Or, When Good Infertiles Go Bad
My neighbor stopped by last week while we were putting up Christmas lights, for an impromptu doggy playdate (adorable...more later*). She asked how "life" (in air quotes) is going. So I told her.
....Random history lesson: she and I took a yoga class together last fall and after much prying, I finally told her we were trying albeit with great difficulty and an infertility diagnosis. She had also told me about a friend of hers, someone I see twice a year at neighborly parties, who is near 40 and has multiple male- and female-factor infertility diagnoses, also planning to use IVF to get pregnant....
Fastforward to last week's convo: "How's 'life'?" "Oh, well...not much to report. Nothing is working, not even IVF, so we're on a break until January and then we'll try again." "Oh, you know my friend ___? She just got pregnant. Second try with IVF. At her age, with her problems...who knew? I just cried and cried when she told me her test was positive. I am so happy for her."
What? Was someone talking just then? I either kind of blacked out in some sort of infertility rage, or I blocked it out so I could get-the-fuck-out-of-this-conversation, scanning my surroundings for any viable exit. I cannot explain my reaction, other than A) abject jealousy in the absence of offered empathy, B) PMS-fueled self-pity in the absence of offered decorum, and/or C) some alien rage that takes over me when I hear ANY pregnancy announcement (or see a movie on tv that involves someone like Katherine Heigl going through labor with full make-up, or Tina Fey magically getting pregnant after an untreatable infertility diagnosis, etc...you get the picture). I just cannot feel joy for other people when they get pregnant right now, even if they have suffered to get there as I still do. Cannot. I can fake it like a champ, but I can't feel it.

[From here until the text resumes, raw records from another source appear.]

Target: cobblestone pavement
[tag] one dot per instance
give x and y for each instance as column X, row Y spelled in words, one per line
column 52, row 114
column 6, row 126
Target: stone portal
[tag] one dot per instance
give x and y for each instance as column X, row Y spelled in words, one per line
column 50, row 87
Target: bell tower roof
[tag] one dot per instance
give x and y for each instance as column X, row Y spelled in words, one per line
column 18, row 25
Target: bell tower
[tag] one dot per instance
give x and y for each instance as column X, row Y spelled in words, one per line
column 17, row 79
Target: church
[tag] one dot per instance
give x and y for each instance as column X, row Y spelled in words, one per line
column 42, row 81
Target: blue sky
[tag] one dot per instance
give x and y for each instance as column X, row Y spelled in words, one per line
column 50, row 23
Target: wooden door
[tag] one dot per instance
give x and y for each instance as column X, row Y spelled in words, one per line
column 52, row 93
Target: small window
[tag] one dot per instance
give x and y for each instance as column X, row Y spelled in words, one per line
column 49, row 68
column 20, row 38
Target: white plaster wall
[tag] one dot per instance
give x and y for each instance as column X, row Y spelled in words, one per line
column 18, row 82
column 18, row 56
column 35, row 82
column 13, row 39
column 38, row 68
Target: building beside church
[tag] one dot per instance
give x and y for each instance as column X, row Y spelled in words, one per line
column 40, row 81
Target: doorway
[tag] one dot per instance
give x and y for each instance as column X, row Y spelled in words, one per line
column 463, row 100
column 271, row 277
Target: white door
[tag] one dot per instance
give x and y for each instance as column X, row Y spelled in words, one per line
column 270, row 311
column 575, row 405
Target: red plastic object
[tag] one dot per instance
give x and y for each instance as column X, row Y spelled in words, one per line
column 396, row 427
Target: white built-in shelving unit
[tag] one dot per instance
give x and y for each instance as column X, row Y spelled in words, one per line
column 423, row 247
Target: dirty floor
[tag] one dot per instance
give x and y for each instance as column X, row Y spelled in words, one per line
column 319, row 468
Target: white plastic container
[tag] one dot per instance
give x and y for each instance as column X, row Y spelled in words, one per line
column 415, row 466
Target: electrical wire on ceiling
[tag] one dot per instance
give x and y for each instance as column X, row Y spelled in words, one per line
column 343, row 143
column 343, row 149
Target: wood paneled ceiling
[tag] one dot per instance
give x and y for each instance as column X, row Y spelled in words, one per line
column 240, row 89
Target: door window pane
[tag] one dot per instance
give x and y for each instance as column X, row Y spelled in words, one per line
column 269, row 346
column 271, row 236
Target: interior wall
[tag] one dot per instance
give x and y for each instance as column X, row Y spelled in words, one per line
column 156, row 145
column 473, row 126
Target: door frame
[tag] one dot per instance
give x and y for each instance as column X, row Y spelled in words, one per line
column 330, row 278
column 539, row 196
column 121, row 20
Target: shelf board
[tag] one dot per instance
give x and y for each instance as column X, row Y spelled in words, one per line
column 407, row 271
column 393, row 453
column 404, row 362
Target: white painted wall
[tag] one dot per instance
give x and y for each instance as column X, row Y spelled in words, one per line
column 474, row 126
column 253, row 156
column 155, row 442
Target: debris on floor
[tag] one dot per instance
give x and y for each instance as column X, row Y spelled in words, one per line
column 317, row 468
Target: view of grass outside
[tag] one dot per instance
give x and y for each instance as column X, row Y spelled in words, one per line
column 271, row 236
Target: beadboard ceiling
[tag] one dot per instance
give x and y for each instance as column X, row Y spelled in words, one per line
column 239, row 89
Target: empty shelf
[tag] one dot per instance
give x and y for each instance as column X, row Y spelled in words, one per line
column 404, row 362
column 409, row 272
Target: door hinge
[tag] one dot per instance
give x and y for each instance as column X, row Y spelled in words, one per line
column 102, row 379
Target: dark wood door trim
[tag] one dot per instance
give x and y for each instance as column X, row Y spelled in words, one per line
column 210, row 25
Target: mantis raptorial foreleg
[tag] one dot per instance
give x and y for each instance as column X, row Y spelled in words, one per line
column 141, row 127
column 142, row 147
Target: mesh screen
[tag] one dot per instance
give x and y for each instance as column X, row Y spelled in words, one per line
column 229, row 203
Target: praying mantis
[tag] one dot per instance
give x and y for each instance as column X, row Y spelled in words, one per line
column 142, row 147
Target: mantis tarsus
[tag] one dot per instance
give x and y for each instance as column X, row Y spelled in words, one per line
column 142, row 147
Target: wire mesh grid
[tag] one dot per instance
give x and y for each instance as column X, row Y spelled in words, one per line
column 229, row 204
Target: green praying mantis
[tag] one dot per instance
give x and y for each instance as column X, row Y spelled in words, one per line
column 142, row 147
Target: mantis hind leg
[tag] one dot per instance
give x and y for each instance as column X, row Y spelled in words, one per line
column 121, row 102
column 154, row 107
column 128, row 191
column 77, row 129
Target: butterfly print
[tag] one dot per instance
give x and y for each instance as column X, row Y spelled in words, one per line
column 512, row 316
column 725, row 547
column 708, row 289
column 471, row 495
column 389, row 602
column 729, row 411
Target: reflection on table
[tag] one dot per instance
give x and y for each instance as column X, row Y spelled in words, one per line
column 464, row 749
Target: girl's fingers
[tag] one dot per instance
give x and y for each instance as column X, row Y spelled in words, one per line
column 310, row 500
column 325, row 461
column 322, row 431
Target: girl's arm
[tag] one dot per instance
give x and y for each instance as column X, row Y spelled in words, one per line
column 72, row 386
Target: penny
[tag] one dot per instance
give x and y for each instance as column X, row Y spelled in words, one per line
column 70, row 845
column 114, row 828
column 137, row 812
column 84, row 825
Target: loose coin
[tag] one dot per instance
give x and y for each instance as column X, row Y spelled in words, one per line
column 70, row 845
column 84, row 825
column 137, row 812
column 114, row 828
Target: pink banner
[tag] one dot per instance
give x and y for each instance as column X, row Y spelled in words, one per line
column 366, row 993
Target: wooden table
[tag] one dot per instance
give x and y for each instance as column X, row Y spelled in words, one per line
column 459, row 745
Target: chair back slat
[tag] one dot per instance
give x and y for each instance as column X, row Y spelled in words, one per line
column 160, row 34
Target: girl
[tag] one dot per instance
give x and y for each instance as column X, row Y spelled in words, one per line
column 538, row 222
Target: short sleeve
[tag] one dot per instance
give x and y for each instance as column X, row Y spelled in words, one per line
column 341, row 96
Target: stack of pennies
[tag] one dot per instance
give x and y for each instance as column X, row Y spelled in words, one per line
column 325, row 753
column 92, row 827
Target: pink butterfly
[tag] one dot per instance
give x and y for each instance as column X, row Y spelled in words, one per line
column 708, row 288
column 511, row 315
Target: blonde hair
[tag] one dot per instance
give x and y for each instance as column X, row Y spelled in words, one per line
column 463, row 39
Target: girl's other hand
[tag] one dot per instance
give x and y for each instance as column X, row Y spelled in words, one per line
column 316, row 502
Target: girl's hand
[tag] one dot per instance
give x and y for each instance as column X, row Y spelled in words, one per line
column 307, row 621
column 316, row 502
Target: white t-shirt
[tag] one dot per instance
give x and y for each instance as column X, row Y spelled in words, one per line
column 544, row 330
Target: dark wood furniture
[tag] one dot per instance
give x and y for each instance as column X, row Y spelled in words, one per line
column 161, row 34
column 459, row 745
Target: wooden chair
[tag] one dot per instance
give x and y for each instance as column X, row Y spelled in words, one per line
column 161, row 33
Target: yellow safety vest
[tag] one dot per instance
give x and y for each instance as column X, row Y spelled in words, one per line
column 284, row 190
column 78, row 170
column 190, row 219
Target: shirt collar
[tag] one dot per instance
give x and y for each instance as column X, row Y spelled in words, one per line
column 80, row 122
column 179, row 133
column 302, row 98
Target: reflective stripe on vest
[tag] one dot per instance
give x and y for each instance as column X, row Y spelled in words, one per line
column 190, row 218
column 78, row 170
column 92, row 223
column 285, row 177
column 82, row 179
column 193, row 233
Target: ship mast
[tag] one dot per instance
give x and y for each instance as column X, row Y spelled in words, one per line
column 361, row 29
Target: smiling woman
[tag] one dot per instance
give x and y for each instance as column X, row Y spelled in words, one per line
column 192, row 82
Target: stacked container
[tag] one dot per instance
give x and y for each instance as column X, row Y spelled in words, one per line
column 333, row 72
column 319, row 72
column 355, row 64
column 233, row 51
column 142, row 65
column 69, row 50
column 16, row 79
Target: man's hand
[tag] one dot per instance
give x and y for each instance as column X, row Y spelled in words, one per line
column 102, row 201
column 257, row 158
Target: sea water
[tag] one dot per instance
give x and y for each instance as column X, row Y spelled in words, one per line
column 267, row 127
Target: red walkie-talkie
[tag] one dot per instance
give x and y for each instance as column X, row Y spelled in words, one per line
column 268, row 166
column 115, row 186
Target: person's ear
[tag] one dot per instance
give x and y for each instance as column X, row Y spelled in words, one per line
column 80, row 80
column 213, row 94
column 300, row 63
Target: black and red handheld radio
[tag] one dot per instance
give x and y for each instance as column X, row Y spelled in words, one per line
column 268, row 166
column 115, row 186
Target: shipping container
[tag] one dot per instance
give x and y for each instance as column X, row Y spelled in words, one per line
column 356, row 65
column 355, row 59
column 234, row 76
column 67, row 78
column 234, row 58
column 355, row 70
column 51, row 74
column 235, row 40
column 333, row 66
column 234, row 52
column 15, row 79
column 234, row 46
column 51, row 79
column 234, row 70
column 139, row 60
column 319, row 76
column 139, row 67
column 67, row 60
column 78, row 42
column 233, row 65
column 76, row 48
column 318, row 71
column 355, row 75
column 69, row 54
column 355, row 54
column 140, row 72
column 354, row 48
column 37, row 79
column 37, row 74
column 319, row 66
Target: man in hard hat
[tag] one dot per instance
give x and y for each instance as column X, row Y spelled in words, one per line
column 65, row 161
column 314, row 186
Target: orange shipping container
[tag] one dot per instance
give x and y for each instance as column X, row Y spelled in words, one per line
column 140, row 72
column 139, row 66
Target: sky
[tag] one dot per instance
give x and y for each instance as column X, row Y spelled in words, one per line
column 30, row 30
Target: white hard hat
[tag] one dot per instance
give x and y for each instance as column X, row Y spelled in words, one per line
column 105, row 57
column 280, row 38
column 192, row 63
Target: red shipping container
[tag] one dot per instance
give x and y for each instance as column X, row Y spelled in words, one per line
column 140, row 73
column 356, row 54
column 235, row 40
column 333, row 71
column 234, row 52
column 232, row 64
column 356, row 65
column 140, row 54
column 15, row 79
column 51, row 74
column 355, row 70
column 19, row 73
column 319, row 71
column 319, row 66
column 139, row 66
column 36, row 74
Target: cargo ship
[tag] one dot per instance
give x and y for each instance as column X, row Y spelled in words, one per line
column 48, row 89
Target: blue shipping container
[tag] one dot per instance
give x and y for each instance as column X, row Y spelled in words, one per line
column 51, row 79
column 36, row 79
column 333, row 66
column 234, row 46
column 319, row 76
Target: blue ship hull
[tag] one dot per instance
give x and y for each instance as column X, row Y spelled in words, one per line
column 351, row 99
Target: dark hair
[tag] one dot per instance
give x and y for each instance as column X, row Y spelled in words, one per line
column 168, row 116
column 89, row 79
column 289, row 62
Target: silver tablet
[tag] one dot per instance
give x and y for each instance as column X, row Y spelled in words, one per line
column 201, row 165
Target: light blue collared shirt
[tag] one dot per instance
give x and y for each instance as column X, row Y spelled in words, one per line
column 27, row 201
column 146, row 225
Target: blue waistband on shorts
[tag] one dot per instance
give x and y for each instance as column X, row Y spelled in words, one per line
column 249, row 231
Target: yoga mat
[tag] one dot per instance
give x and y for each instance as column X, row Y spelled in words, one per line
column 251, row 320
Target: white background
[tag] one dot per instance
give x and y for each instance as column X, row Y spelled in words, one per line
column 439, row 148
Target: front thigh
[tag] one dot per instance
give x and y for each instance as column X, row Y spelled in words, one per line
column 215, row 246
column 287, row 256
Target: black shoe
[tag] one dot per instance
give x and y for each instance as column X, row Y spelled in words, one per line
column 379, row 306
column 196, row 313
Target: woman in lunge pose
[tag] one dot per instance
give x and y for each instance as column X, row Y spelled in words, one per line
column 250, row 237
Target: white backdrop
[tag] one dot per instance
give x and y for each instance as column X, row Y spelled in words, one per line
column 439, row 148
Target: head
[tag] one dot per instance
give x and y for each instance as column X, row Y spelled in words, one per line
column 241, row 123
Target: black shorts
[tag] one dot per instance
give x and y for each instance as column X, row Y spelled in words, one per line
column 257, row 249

The neighbor's newly knocked-up friend will be at the neighborly Christmas party this weekend and I absolutely dread hearing about her pregnancy and watching her touch her belly and seeing her grin like an idiot when she has to explain why she can't have a drink. My objective for that evening will be to remain out of earshot, at least 15 yards away, and out of her line of sight at all times. I will have to summon all my infertility conversation-avoidance ninja training to pull this off. Wish me luck, grasshoppers.
This past week I questioned why I took time off, why I didn't plan for a December cycle. Just because, you know, at least cycling feels like progress. The wheels don't know the difference between chasing pavement and spinning. The break has been lovely overall, but now January cannot get here fast enough. I am fighting to keep my resolve to do this one more time with my own eggs. Donor egg cycling has been on my mind. Infertility is a royal mindfuck.
*My ladylike dog would NOT let her male dog sniff her butt. She very primly sat down every time. Then she chased him around and flipped him on his back a few times. Rawr.